I’m no astronaut. I’m a Lupie.

I loathe that term.

In fact, I’m not a huge fan of “spoonie” or any other terms to describe someone with chronic disease. I don’t really know why, but I want to punch those terms in the junk.

The world is chock full of labels. I’m not really wanting to have a label. Ever.

I think it invalidates people who don’t fit in to that label.

Alas, I digress.

Astronauts. Have you ever had freeze dried ice cream? I have. It’s okay. It’s not ICE cream…to which I have a strong love affair. Ben & Jerry’s, specifically.

I digress again.

I was afforded the opportunity to hang with some really cool and well-loved people in my life who treated me to see the movie, “The Martian.” If you’ve seen it, I hope you enjoyed it as much as I did. It allowed me the time to escape from the asshat nature of my reality with some well-needed chuckles and laughs.
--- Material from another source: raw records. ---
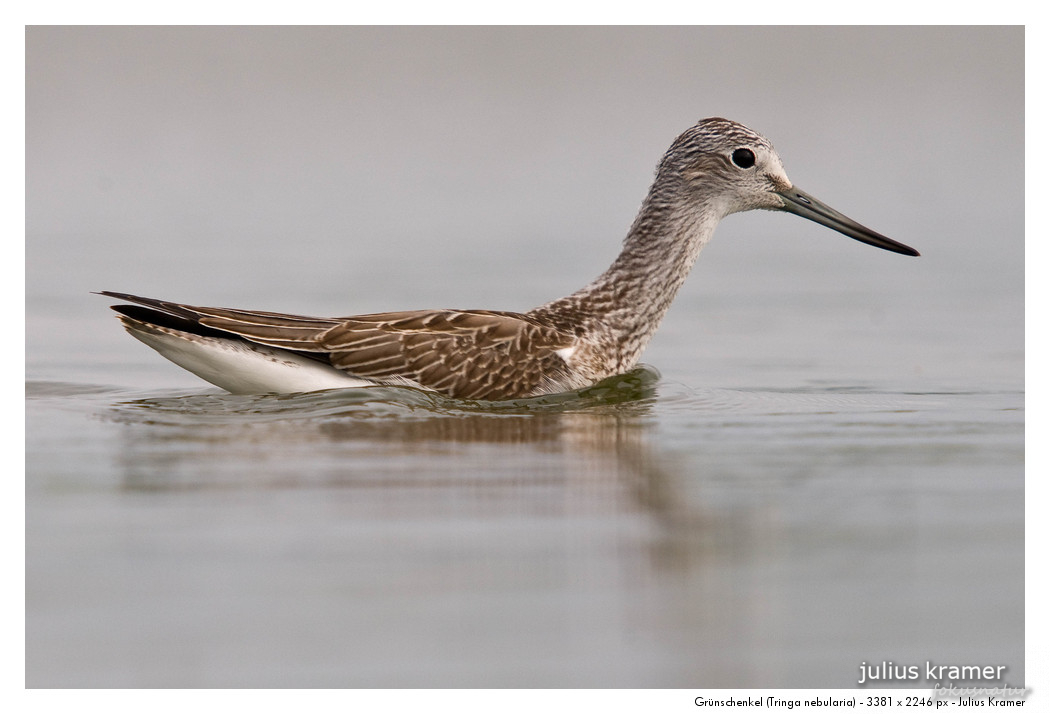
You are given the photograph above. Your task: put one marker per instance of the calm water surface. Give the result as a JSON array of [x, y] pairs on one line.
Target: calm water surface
[[828, 471], [646, 534]]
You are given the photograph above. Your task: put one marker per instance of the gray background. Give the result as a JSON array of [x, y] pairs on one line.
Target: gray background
[[831, 470]]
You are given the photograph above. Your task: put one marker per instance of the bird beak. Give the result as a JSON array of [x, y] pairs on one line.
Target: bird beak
[[802, 204]]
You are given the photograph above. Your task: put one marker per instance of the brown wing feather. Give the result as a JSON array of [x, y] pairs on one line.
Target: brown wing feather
[[467, 354]]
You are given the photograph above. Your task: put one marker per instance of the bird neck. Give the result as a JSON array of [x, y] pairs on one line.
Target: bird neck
[[623, 307]]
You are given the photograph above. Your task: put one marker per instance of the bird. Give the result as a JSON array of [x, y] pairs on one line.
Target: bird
[[713, 169]]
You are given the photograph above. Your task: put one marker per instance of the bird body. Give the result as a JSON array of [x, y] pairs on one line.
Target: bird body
[[714, 169]]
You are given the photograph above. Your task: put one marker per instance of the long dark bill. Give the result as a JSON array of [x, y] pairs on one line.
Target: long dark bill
[[802, 204]]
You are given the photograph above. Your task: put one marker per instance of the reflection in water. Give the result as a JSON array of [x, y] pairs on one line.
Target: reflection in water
[[632, 534]]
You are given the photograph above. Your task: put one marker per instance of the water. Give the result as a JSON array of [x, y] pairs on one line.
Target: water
[[822, 467]]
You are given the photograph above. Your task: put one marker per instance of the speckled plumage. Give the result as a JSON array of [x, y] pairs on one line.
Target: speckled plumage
[[568, 343]]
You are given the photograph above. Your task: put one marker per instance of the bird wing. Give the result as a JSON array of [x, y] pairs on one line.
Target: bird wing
[[468, 354]]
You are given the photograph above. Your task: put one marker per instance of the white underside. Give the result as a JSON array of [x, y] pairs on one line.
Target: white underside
[[240, 366]]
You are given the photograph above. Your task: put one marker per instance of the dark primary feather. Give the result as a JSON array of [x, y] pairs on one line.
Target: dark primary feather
[[467, 354]]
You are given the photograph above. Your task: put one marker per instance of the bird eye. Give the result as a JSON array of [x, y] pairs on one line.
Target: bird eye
[[743, 158]]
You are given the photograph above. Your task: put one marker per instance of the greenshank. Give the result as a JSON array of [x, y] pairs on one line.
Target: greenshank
[[715, 168]]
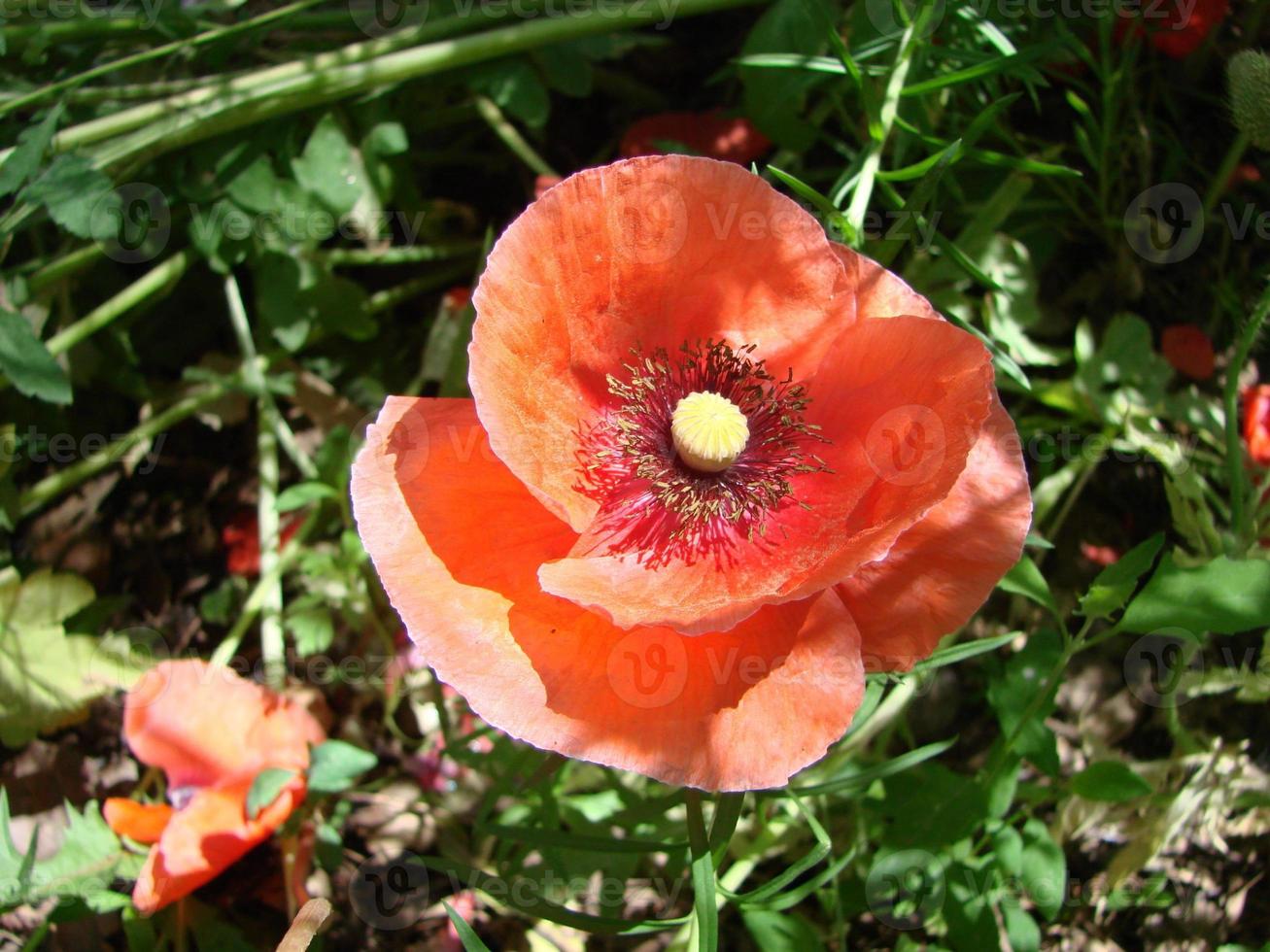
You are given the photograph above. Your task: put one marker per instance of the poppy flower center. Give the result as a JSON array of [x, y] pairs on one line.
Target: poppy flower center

Specifically, the character’s quirky ability to look reality in the junk and punch it. Sarcasm and wit…cleverness and intelligence.

I’ve seen many a meme on the Web 2.0 going around for various topics…and his epic line of, ”I’m gonna have to science the shit out of this.” It’s not a spoiler. It’s. All. Over. The. Internet.

So, having had yet another episode of ongoing constrictive pericarditis coupled with systemic inflammation and a side of myocardial infarction this week…and the resulting dose of what I swear to gods was The Doctor equivalent of ”I’m sorry. I’m so, so sorry.”…I’m no further ahead today than I was last week. Or, last month. OR, last when-the-hell-ever.

I’m on a ridiculous concoction of meds aimed to reduce the inflammation quickly in the hopes that, y’know, my heart doesn’t up and give the middle finger salute to the Cosmos. Thing is, with Lupus…heart issues don’t need to come from arterial blockages or plaque or…whatever else people with heart disease are afflicted with.

Thing is, with Systemic Lupus Erythematosus, once it affects your internal organs…your clock comes with it’s own algorithm. One day it may tick slowly. Other days it might fly by like the blink of an eye. It’s worse than Facebook’s.

True story.

Lupus is an asshat.

Current standards of care has left most of my healthcare team struggling and running about hither and thither trying to find someone who might know their shit about Lupus. Timelines are thrown out like candy but sure as shit are less sweet to taste.

The feeling of the loss of control, coupled with the relationship loss of a partner, multiplied by the volume of the ”Everything.” I still have to manage on any given Sunday…and…the math simply makes me cry.

A lot.

And, often very suddenly. Like, in the middle of grocery shopping. Or, waiting for the school bus. Roulette, really.

So.

I have to do something. Anything. ALL of the Things. And, I have to try to figure this shit out, ASAP.

Huhn.

Reminds me of something.

It really is that simple. Right?

It really is that simple. Right?

Because, I don’t already have enough of a love affair with Google, we’re about to get a shit-ton closer.

Because, I simply have to try.

Tick tock.

Because, I can.

4 responses to “I’m no astronaut. I’m a Lupie.

  1. Man, we need to get you some brass knuckles with pills on them. That would rock.

    You really don’t deserve all this bad shit happening to you. I honour your determination and your struggle. You are one of the most treasured warriors in my life.

    Wishing you many low-pain, high-energy days. <3

  2. Once again …. wow, and I am humbled by you. I have been feeling sorry for myself (my hands and arms) but… you brought it into focus and I feel sorry that I felt sorry for me. You have such strength, such amazing abilities… thanks for kicking me in the ass to realize all I have. I love you Pattie.